The invention will be better understood and other characteristics will appear with the aid of the description below and the accompanying drawings in which - FIG. 1 represents a block diagram consisting of the analyzer of FIG.
spectrum of contrast detector and plotter
the invention; FIG. 2 represents in a) the signal supplied by an analyzer of
16-spectrum spectrum, in (b) the signal provided by the
contrast, in c) a possible value of the spectral and zend estimate)
the basic raw block (PBE) which is broken down into four bytes 0o,
04> 8 and 012 whose groupings are represented in e); FIG. 3 is a cyclic representation of the elementary raw block PBE
and the distribution of the bits on the memories; and FIG. 4 represents an embodiment using the solution according to
the invention.

 FIG. 1 represents a block diagram comprising a spectrum analyzer 1 and a contrast detector 2 providing sixteen bits to the pad resonator 3. The spectrum analyzer 1 receives, from the radar receiver, a digitized video signal on its input E. It consists of a weighting device 11, a 16-point Fourier transformer 12 and a module extractor 13. This spectrum analyzer provides sixteen digital information on the amplitude of the lines of the spectrum of the analyzed signal. An example of the spectrum provided is shown in a) in FIG.

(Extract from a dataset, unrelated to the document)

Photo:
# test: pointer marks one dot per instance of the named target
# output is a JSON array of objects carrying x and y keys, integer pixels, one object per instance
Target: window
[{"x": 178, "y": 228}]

A sixteen-threshold contrast detector Sg, SO, '''S15 i receives these
p sixteen digital information and provides sixteen binary information corresponding to the presence or absence of lines in the useful spectrum of the analyzed signal. The signal provided by the contrast detector, in response to the signal represented in a) of Figure 2, is shown in b) of this figure. This word of sixteen bits provided by the contrast detector is called elementary raw block (PBE); it is represented in d) of FIG. 2. The pad resonator 3 is responsible for concentrating the information contained in the elementary raw block so as to make it more easily usable.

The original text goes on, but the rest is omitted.